Here, the trial court concluded that the police officers “impermissibly expanded the traffic stop without reasonable, articulable suspicion, resulting in an illegal detention of both the driver of the vehicle and the passenger.” We agree.
As noted above, to pass muster under the Fourth Amendment, the continued questioning of a driver and passengers outside the scope of a valid traffic stop is permissible only when the officer has a reasonable articulable suspicion of illegal activity or when the valid traffic stop has become consensual. Daniel, supra, 277 Ga. at 841-842, 597 S.E.2d 116. A consensual encounter requires the voluntary cooperation of a private citizen with noncoercive questioning by a law enforcement official. Because the individual is free to leave at any time during such an encounter, he is not “seized” within the meaning of the Fourth Amendment. Id. at 842(2), 597 S.E.2d 116. In looking to the totality of the circumstances to determine whether a reasonable person would have felt free to leave, three important factors have been given particular scrutiny: (a) whether the driver's documents have been returned to him; (b) whether the officer informed the driver that he was free to leave; and (c) whether the driver appreciated that the traffic stop had reached an endpoint. Id. at 843-845(2)(a)-(c), 597 S.E.2d 116. It is clear that “an encounter initiated by a traffic stop may not be deemed consensual unless the driver's documents have been returned to him.” (Citations, punctuation and footnote omitted.) Id. at 843(2)(a), 597 S.E.2d 116.

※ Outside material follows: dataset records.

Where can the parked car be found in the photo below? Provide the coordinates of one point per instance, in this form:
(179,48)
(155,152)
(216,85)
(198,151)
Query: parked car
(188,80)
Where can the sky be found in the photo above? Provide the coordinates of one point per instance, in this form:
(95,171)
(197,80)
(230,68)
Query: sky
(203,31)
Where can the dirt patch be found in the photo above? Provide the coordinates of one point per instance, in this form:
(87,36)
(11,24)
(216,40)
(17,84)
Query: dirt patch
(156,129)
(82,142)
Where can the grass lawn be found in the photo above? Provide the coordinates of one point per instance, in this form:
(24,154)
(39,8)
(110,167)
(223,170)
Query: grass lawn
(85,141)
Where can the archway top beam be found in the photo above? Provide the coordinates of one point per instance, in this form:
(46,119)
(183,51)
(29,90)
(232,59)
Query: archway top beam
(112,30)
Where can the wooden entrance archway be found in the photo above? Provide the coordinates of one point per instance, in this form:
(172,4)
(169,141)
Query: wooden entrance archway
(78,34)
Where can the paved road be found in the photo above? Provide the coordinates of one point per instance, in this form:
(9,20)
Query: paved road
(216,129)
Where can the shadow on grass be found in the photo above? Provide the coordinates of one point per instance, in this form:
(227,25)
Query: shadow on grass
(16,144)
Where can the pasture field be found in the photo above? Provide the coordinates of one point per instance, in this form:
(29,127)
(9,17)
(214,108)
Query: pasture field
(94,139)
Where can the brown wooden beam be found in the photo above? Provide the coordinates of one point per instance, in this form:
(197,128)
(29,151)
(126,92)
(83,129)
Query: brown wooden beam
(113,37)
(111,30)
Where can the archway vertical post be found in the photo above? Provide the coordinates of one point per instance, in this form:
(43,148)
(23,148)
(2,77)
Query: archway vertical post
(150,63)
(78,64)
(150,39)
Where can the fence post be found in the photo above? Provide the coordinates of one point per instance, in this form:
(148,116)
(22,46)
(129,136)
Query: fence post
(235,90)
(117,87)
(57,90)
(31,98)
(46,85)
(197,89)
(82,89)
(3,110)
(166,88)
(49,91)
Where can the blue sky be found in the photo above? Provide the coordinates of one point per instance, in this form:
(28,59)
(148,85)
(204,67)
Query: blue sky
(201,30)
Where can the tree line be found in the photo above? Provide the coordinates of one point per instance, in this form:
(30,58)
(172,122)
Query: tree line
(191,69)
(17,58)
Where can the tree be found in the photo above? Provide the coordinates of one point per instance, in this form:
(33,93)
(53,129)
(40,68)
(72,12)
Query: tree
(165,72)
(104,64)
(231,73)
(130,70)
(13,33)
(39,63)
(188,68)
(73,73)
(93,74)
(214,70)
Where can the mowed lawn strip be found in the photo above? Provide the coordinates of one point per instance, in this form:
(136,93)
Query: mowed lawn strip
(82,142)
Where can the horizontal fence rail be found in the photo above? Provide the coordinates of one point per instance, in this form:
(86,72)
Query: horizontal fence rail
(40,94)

Here, it was clear that even after the traffic stop ended, Martin and Connor were not free to go. The officer gave Martin his license back, but held on to the citation and told Martin to wait while he questioned Connor. He did not give Connor's license back until after he questioned him for the second time about his itinerary and the redness of his eyes. The officer then questioned Martin again about his whereabouts before asking him to sign the warning. Finally, he requested, “before you guys take off,” permission to search the car. Clearly, the traffic stop ended once the officer gave Martin back his license and indicated that he would only be given a warning, yet the officer continued to detain and question the men after this point. It is doubtful that any reasonable person in these circumstances would have felt free to disregard the police officers and to go about his business.
Accordingly, the trial court did not err by concluding that the continued detention was not authorized. Because Martin's consent to search the vehicle was the product of this illegal detention, it was not valid and the evidence obtained as a result of the illegal search was rightfully suppressed. We affirm the trial court's grant of the motion to suppress.
BARNES, Chief Judge.
SMITH, P.J., and MILLER, J., concur.